1) L’isolement

En effet, le harcèlement est une pathologie de la solitude. On vise en priorité les personnes isolées, ou on procède d’abord à les isoler, à les mettre dans une sorte d’exil intérieur. Celles qui ont des alliés ou des amis en sont éloignées.

Une des stratégies utilisées par la hiérarchie consiste en ceci : le supérieur hiérarchique fixe les règles de communication : on ne doit pas parler à l’employé ciblé, on doit faire en sorte qu’il n’ait pas les informations, etc. Cela est aggravé dans les systèmes très hiérarchisés où il n’est pas question d’aller parler au supérieur à l’échelon au-dessus.

L’agresseur isole la personne ciblée pour qu’elle ne puisse pas se plaindre à d’autres et éventuellement être soutenue. Après un certain temps de harcèlement, celle-ci n’ose plus aller vers les autres car elle craint d’être rejetée.

Les pervers narcissiques entraient les membres les plus dociles du groupe, « les moutons », contre la personne isolée. Le silence s’étend aux collègues même s’ils ne veulent pas prendre parti. Chez eux, il ne s’agit pas au départ d’un silence hostile, mais d’un silence gêné. La victime réagit à ce silence-là comme s’il s’agissait d’un silence hostile. Le processus devient circulaire, car par réaction, elle entraîne l’hostilité de témoins qui pouvaient être neutres au départ.

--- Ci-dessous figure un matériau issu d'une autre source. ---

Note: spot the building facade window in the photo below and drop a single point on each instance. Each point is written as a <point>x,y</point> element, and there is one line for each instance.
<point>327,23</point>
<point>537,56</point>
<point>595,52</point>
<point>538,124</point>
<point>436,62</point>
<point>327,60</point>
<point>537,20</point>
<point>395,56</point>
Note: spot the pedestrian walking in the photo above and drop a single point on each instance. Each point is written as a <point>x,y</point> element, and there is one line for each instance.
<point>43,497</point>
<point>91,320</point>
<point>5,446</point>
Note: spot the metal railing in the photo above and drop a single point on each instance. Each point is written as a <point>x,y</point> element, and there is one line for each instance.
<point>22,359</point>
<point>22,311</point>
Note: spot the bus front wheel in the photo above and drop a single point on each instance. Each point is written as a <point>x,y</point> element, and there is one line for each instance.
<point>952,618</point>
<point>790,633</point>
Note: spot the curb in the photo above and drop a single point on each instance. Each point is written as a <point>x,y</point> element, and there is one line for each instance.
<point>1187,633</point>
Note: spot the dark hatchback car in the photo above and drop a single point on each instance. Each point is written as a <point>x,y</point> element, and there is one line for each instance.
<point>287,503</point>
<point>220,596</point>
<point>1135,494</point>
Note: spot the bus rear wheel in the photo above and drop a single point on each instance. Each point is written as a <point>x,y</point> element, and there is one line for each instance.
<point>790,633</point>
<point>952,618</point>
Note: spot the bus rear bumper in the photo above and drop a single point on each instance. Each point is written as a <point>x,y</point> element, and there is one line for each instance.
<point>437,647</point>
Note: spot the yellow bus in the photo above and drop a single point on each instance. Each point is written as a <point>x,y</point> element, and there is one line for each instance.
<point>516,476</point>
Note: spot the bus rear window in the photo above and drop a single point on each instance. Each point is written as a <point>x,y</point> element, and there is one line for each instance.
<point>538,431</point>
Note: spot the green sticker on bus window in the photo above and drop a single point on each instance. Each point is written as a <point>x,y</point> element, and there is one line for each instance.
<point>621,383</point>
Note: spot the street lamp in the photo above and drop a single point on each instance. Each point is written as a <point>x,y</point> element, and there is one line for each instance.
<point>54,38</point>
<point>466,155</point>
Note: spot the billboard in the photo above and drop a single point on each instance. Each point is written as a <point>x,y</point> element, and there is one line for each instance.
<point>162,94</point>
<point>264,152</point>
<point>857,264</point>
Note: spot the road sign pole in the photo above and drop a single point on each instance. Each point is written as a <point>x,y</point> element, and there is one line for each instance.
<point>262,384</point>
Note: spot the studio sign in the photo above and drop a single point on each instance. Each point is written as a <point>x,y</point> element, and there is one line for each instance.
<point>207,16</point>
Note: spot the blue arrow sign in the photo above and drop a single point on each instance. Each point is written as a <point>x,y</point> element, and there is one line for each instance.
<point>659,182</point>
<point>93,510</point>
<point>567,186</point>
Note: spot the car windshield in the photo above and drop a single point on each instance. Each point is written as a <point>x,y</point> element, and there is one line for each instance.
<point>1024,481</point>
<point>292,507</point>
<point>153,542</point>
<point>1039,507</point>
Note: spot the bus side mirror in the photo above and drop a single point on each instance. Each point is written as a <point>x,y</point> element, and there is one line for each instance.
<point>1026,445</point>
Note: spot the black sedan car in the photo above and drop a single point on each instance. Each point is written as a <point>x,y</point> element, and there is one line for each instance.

2) Le travail, un prétexte à l’attaque personnelle

On se trouve quelquefois en face de situations kafkaïennes ; on est très exigeant sur les tâches à accomplir en même temps qu’on ôte à la personne les moyens de travailler, comble du paradoxe…

C’est la personne que l’on veut attaquer, le travail est uniquement un prétexte pour se débarrasser d’elle, soit en l’amenant à quitter physiquement les lieux, soit en la détruisant psychologiquement et en la soumettant pour qu’elle cesse d’être gênante. Mais comme une agression trop visiblement personnelle paraîtrait illégitime sur le lieu du travail, on attaque de façon souterraine. C’est probablement pour cela qu’il y a le plus de harcèlement moral dans les professions où la tâche est difficile à définir, autorisant une certaine élasticité. Pour déstabiliser quelqu’un il suffit de monter ses erreurs en épingle, de lui donner des objectifs impossibles à réaliser, ou de lui donner des tâches absurdes ou inutiles à faire.

Ne pas donner les moyens de travailler à une personne consciencieuse est une façon efficace, si cela est fait subtilement, de lui démontrer qu’elle est nulle et incompétente. Elle finit par le croire, puisque effectivement, elle ne réussit pas à faire son travail correctement.

3) Le territoire de l’intime

En harcelant une personne, on ne cherche pas à critiquer son travail, bien fait ou mal fait, mais à la viser personnellement, dans une volonté consciente ou non de lui nuire. Il s’agit d’une agression individuelle.

On cherche à l’acculer en lui reprochant des choses intimes ou seulement personnelles qu’elle ne pourra pas changer, plutôt que de lui faire des reproches précis. Il ne s’agit pas de trouver une solution à un problème ou de régler un conflit, mais d’instaurer un rapport de forces. Le but est atteint lorsque la personne, pour ne pas avoir d’autres ennuis, se soumet.

« Si l’on s’aperçoit que l’adversaire est supérieur et que l’on ne va pas gagner (à l’épreuve de forces) il faut lui tenir des propos désobligeants, blessants, grossiers. Être désobligeant, cela consiste à quitter l’objet de la querelle (puisqu’on a perdu la partie) pour passer directement à l’adversaire et l’attaquer d’une manière autre que dans ce qu’il est professionnellement. On devient vexant, méchant, blessant, grossier ». C’est l’art d’avoir toujours raison, selon les conclusions de SCHOPENHAUER, dans son ouvrage du même titre.

Le but du harcèlement est de déstabiliser l’autre afin de ne plus avoir en face de soi un interlocuteur capable de répondre. Consciemment ou non, les agresseurs évitent les reproches purement professionnels pour viser l’intime, là où ça fait mal.

L’intime est vaste (vie sexuelle, vie religieuse, parenté, etc.), mais dans ce contexte, il concerne tout ce qui n’a aucun rapport avec la qualification professionnelle de l’individu dans l’institution ou l’entreprise.